Detecting Approximately Duplicate Records in Database

机译：在数据库中检测大约重复的记录

获取原文

页面导航

摘要
著录项
相似文献
相关主题

摘要

The existing database system data quantity is huge, many of which are repeated data. Using the traditional approach for detecting approximately duplicate records to find similar duplicate records in the database will involve very large time complexity and space complexity, unable to obtain very good results.
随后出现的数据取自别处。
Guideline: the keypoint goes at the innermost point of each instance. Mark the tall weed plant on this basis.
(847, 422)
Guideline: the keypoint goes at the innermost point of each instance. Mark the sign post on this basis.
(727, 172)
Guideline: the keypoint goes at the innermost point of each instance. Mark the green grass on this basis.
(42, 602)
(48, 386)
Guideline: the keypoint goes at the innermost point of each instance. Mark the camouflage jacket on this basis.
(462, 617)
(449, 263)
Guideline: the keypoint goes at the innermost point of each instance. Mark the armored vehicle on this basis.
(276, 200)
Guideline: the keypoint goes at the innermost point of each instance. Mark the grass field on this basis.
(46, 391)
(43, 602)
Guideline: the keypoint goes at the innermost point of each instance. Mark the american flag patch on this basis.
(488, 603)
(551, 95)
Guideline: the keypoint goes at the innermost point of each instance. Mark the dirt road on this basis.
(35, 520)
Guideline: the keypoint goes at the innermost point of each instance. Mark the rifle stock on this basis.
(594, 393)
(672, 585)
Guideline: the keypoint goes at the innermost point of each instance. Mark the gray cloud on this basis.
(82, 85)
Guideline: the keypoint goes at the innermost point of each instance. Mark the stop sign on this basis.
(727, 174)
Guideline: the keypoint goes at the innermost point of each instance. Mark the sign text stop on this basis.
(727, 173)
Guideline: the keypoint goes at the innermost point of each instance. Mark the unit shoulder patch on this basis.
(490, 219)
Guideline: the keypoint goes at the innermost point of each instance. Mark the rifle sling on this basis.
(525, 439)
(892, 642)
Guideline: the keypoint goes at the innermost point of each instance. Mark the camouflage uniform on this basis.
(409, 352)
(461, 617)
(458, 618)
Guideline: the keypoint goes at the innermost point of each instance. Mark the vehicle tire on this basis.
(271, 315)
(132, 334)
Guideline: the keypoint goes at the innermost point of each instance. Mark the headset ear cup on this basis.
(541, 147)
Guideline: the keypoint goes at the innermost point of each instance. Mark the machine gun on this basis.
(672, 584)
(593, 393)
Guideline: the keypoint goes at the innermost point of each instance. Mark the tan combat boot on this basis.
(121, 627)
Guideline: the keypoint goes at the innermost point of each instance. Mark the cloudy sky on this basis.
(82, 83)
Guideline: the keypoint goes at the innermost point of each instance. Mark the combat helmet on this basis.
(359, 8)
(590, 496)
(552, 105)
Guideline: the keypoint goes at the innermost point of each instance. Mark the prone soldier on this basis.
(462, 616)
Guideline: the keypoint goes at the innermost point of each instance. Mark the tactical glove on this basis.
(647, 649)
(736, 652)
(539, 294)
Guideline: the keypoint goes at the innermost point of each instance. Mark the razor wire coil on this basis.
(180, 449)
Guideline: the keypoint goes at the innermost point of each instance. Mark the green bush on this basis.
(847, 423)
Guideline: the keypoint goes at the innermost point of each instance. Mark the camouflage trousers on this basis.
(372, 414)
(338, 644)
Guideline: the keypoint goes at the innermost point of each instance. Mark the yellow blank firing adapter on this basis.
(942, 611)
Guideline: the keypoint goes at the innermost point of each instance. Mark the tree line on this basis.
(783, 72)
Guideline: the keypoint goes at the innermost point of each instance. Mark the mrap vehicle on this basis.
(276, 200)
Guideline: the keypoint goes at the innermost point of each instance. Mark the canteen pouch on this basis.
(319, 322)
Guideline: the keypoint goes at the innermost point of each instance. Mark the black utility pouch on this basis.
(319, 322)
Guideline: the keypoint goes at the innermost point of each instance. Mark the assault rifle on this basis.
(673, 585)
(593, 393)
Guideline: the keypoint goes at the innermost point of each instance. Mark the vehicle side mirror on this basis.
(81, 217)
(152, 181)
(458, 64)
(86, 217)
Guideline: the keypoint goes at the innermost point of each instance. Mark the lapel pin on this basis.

This chapter presents a method based on improved genetic neural network approach for detecting approximately duplicate records, using genetic algorithm to optimize the network's initial weights; and then using the BP algorithm to train the detection data to obtain network model. The experimental results show that this method can effectively solve the huge amount of approximately duplicate record data detection problem.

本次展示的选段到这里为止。